Hypersonics are less the end state than the forcing function exposing where legacy materials pipelines fail.
This is where Cambium’s acquisition of SHD becomes existential rather than opportunistic. Owning certified prepreg and composites manufacturing across the U.S., UK, and EU gives the company a path to demonstrate repeatability, yield control, and throughput under real operating conditions.
If Cambium’s discovery-to-manufacturing model proves durable, it points toward a shift in how materials programs are evaluated: away from peak performance and toward cycle time, surge capacity, and supply-chain resilience.
Challenges
Integration execution across SHD’s global facilities
Revenue concentration in government R&D
Competition from incumbents with entrenched qualification histories
Bottom Line:
The global hypersonic weapons market is projected to grow at double-digit rates through the next decade. Escalating great-power competition, rapid proliferation, including advances by North Korea and India, and repeated setbacks in incumbent programs have made speed and manufacturability as decisive as raw performance.

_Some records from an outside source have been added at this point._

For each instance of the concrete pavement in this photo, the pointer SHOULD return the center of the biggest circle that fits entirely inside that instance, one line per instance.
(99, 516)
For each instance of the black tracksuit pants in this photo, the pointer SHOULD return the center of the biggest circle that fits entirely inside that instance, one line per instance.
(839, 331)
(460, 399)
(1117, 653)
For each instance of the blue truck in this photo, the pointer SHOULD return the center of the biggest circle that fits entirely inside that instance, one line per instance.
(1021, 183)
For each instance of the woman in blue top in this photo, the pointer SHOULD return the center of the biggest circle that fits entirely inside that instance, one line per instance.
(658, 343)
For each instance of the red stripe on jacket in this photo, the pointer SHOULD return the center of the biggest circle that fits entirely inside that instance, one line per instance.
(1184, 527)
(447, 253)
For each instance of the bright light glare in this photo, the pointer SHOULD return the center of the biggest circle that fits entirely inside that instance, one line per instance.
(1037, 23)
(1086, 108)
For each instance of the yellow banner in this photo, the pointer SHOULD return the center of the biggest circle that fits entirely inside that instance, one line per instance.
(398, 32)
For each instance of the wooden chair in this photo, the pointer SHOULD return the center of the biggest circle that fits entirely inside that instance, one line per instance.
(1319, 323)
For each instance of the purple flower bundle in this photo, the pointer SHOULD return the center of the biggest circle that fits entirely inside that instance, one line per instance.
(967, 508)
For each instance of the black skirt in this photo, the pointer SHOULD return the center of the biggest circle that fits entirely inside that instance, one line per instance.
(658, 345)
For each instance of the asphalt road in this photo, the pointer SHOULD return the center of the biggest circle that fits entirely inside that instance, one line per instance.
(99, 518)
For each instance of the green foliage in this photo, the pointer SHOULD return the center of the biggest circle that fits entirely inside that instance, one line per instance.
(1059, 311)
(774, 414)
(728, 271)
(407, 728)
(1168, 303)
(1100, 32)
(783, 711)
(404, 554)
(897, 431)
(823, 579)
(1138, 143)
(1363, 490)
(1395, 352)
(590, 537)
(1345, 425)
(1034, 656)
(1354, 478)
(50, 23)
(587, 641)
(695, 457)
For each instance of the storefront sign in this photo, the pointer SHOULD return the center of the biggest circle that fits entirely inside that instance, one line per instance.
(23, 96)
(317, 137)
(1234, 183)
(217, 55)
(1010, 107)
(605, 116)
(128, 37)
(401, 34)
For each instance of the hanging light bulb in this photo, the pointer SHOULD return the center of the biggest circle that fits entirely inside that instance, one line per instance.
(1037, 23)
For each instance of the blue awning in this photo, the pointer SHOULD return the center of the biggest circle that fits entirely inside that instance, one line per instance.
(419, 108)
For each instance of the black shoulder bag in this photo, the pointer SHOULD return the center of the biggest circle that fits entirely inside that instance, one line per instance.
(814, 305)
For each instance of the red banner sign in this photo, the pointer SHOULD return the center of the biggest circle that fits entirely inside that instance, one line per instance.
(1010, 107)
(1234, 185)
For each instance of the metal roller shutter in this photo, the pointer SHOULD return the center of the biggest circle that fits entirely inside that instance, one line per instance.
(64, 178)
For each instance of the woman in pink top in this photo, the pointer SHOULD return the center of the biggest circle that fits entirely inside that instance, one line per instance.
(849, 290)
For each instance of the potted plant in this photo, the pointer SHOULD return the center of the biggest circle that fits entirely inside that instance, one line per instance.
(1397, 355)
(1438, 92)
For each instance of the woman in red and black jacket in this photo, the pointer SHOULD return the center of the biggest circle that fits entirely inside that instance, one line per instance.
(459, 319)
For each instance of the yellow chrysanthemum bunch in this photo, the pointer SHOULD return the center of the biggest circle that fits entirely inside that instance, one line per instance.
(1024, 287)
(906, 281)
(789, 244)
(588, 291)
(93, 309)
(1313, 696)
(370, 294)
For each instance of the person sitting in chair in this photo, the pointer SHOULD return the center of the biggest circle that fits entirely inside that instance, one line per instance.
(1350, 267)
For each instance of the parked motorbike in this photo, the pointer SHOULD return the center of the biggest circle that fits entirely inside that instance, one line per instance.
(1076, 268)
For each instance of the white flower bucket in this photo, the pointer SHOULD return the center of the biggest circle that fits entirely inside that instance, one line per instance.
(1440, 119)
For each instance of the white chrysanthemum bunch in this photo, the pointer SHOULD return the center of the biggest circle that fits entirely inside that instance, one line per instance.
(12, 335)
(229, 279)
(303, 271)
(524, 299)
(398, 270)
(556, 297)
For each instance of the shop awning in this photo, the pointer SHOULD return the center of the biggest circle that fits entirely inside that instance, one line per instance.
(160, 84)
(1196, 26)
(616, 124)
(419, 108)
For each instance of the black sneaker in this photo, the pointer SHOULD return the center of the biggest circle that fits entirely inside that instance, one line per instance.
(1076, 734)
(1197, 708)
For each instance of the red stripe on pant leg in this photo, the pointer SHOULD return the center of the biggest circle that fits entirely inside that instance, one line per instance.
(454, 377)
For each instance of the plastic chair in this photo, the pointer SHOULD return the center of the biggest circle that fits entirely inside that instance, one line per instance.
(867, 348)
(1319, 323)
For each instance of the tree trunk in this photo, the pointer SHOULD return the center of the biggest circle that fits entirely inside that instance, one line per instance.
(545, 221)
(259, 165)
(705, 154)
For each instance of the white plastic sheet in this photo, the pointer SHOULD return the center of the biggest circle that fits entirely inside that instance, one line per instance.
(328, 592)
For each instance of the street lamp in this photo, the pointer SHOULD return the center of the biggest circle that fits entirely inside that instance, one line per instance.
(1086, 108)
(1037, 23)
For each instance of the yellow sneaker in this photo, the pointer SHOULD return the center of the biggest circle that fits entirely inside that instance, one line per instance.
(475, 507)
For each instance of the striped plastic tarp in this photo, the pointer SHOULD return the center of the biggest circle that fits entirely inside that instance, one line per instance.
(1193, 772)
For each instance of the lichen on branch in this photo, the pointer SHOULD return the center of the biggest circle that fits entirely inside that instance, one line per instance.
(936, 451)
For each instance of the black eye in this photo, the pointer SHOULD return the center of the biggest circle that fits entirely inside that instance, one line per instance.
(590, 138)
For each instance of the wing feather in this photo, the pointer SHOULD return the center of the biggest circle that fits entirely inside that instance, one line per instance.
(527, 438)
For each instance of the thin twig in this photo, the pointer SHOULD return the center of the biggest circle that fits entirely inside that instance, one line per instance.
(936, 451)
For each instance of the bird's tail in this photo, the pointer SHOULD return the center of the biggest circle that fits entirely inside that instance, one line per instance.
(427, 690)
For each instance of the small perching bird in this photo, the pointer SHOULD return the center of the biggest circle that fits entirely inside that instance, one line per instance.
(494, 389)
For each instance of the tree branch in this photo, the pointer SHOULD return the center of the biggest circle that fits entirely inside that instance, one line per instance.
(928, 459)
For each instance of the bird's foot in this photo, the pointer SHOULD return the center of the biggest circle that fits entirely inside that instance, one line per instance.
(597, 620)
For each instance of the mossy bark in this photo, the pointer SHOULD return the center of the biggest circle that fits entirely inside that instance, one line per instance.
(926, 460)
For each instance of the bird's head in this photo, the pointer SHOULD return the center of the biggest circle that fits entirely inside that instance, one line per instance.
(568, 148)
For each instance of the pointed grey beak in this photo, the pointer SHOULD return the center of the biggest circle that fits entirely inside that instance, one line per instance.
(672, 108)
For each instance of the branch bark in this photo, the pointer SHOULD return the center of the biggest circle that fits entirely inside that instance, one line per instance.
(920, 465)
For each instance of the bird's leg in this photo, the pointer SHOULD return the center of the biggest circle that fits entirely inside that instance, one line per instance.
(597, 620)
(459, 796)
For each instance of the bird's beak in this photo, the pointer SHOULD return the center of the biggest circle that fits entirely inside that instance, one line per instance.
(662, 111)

For Cambium, the central question over the next two years is whether the company can help the Department of Defense change how critical materials are qualified and fielded; shifting evaluation away from peak performance and toward cycle time, surge capacity, and production confidence.
In an era where time is the scarcest resource, the companies that ultimately matter will not be those with the most advanced chemistry, but those that can reliably convert chemistry into qualified hardware at scale.